Não resisto a trazer aqui o exemplo do Tribunal da Relação do Porto, que, ao longo de décadas tem juntado e conservado  inúmeros objetos relacionados com a atividade judicial, desde simples instrumentos usados na prática diária dos tribunais, até aos documentos e processos judiciais com mais impacto social, de que são exemplos os processos de Camilo Castelo Branco e Ana Plácido, do Zé do Telhado e do médico Urbino de Freitas.

Todo esse acervo deu origem à criação do Museu Judiciário do Tribunal da Relação do Porto, que já se tornou uma  referência cultural da cidade e que tem suscitado muito interesse aos visitantes e estudantes de várias academias estrangeiras.

À falta de um Museu Judiciário Nacional (ideia por que me bati, sem sucesso, durante o tempo em que exerci a Presidência da Relação do Porto), é necessário que haja, pelo menos ao nível das Relações e em articulação com os tribunais das suas áreas de competência, um esforço para identificar, selecionar e conservar todo o património judiciário relevante, com a ajuda e colaboração de museólogos e historiadores.

O Supremo Tribunal de Justiça e algumas Relações já prosseguem o trabalho de organização dos seus arquivos e de pesquisa, seleção e tratamento dos objetos, documentos e processos mais interessantes. Mas é preciso fazer mais. É preciso sistematizar e estender esse trabalho aos arquivos de outros territórios judiciais, dentro das possibilidades que os poucos recursos humanos proporcionam.

Deixar a memória do trajeto da justiça ao longo da História do País é uma responsabilidade que não podemos descartar, porque é essa memória que reflete a nossa identidade cultural como povo.

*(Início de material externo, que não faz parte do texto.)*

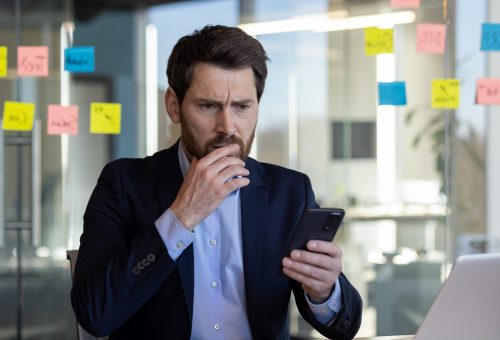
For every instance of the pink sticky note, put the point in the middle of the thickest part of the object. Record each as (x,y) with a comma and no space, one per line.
(431,38)
(488,91)
(405,3)
(62,119)
(32,61)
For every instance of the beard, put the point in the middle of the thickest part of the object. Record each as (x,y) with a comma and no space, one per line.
(193,148)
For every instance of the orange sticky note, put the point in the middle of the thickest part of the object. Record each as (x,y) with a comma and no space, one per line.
(405,3)
(3,61)
(445,93)
(33,61)
(488,91)
(378,41)
(18,116)
(62,119)
(431,38)
(105,118)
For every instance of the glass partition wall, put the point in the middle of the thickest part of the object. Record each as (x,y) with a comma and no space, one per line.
(411,178)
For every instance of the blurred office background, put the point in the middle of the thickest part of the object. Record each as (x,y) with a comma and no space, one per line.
(420,186)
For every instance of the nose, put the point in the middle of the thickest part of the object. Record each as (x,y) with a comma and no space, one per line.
(225,123)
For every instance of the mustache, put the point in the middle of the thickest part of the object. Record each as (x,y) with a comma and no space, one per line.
(225,140)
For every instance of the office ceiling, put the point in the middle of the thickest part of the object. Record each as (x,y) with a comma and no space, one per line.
(82,9)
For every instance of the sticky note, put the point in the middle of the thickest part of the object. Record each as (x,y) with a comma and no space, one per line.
(18,116)
(393,93)
(378,41)
(79,59)
(431,38)
(62,120)
(445,93)
(405,3)
(490,37)
(105,118)
(488,91)
(33,61)
(3,61)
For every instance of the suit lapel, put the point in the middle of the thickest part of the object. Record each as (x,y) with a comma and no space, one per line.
(254,205)
(168,185)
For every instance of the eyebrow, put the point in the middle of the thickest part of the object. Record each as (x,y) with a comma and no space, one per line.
(220,103)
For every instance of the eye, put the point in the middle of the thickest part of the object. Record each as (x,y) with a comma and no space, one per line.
(242,107)
(207,106)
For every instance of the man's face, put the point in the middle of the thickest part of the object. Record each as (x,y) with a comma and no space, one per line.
(220,107)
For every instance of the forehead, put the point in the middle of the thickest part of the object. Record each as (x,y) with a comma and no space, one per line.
(216,82)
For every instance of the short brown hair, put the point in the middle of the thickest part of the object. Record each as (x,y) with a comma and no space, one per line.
(222,46)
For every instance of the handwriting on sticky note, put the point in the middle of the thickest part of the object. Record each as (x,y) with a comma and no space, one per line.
(79,59)
(62,120)
(405,3)
(488,91)
(33,61)
(431,38)
(378,41)
(445,93)
(393,93)
(18,116)
(105,118)
(3,61)
(490,37)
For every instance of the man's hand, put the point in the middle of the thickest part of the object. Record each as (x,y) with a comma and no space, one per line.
(206,185)
(316,268)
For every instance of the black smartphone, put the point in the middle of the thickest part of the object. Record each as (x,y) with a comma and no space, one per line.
(316,224)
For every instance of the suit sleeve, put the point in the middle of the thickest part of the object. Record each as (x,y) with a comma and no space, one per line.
(115,273)
(348,320)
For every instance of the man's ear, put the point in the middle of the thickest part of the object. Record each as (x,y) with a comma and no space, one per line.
(172,105)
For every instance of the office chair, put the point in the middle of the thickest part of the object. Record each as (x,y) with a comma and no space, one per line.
(82,333)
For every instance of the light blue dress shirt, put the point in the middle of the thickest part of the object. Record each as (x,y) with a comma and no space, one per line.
(219,304)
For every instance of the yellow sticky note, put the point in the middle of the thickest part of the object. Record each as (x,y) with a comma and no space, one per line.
(18,116)
(105,118)
(379,41)
(3,61)
(445,93)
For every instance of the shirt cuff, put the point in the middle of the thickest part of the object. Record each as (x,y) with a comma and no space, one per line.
(175,237)
(326,311)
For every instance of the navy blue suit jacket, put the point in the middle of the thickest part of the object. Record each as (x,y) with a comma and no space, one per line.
(126,284)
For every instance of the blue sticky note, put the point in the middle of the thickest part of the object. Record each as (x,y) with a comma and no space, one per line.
(393,93)
(490,37)
(79,59)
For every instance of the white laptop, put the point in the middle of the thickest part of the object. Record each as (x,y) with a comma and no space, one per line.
(468,304)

Dizendo os processos judiciais respeito a casos da vida real, a forma como estes se desenvolvem e são julgados, nos diferentes contextos históricos, sociais e políticos em que se apresentam, espelha o modo de pensar, sentir e agir dos portugueses.

Essa responsabilidade de conservar o património judiciário mais relevante cabe a cada uma das gerações de profissionais que operam na área da justiça, num esforço concertado para a preservação, valorização e divulgação da história do poder judiciário, que é também a história da sociedade ao longo dos tempos.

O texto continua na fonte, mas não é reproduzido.